I had also gotten another steel caster wheel that has a big square groove in it. I figured that might be usable for tipping a flange or something, so I wanted to get that mounted up to try. The wheel had a larger diameter of bolt than the other wheel, so I couldn’t use the same mounting holes. I decided to make another plate weld it’s mount to that so it would bolt into the same slots as the rounded one. Here’s it mocked into place, and then after the tack welds are on it:
Now to try tipping a flange with it:
That worked fairly decent! 10-26-14 Before I could make some handwheels for the top screw rod, I needed a way to bend the rod into an even curve. I had saw a pic on Pinterest for some simple angle iron pieces with a peg sticking up that you can use to bend rod with in a bench vice. So I quickly fab’d up a set!

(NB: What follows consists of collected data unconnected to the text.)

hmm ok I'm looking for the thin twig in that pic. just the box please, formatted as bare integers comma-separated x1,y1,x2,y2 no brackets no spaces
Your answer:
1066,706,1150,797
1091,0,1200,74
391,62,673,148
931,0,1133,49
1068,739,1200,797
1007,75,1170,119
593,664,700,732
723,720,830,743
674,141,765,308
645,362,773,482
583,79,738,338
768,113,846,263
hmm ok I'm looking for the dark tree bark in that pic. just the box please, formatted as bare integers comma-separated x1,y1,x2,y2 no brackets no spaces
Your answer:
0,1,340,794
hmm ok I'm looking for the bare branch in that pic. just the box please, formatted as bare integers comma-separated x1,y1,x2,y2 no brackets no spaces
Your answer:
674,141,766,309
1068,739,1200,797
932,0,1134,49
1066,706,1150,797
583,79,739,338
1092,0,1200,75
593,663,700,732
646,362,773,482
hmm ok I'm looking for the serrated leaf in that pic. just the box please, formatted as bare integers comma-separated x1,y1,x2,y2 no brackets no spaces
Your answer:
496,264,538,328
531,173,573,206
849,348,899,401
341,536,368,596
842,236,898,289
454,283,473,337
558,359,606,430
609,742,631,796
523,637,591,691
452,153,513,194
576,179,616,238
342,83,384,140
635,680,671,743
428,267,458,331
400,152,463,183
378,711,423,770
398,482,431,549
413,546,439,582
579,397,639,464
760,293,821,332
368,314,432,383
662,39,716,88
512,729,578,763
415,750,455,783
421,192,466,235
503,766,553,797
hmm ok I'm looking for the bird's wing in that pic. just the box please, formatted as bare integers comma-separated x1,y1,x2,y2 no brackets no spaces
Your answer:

Then it was short work to curve the rod (~5/16″) to make a nice hand wheel, and keep me from poking out an eye! Safety first! Here it is getting welded together.
Then I needed to weld up the bracket for the offset steel wheel that will be used for tipping flanges: Flux core welding doesn’t lay down a very pretty weld, but this one isn’t too bad after the flux is cleaned up. Always room for improvement though!
Then some cleanup with the flapper disc, some China “Scotchbrite” pad, and a bit of filing, and then disassembly in preparation for paint. Here’s all the pieces:
10-31-14 to 11-1-14 Now to set up a “structure” for hanging everything off of for painting in the front yard. Then I laid down a good layer of primer, followed by a couple of coats of nice blue! After the blue cured, it was a bit on the flat side, so I then laid down a heavy layer of lacquer clear coat to give it some nice gloss, and be easier to clean!
Now ready for reassembly!
I put on the the dark red wheel to give that a try, it can definitely fit in some tight crown areas.
Coming up…. I need to look for some alternate wheels for the upper that are steel and that I can modify to have varying amounts of surface contact.
I was in the US for a business trip, and I was able to find some cast iron caster wheels that are the right diameter, so I need to get those fitted up for a try….
Some things I’ve learned on this project:
1. The wheels I have on it are not very true, which does have an affect on wheeling. This will be something to review when buying/building a large English Wheel
2. It works pretty good at smoothing out the bumps in material that’s been shrunk or stretched, much better than I would have imagined!
3. It sure is fun smoothing out metal and watching it move! This is definitely something I want to do more of, and invest more time in learning, and money in equipment.
Next up, I need to make a small set of tucking forks so I can put tucks in a flange, hammer them down, and then smooth them out in the English wheel.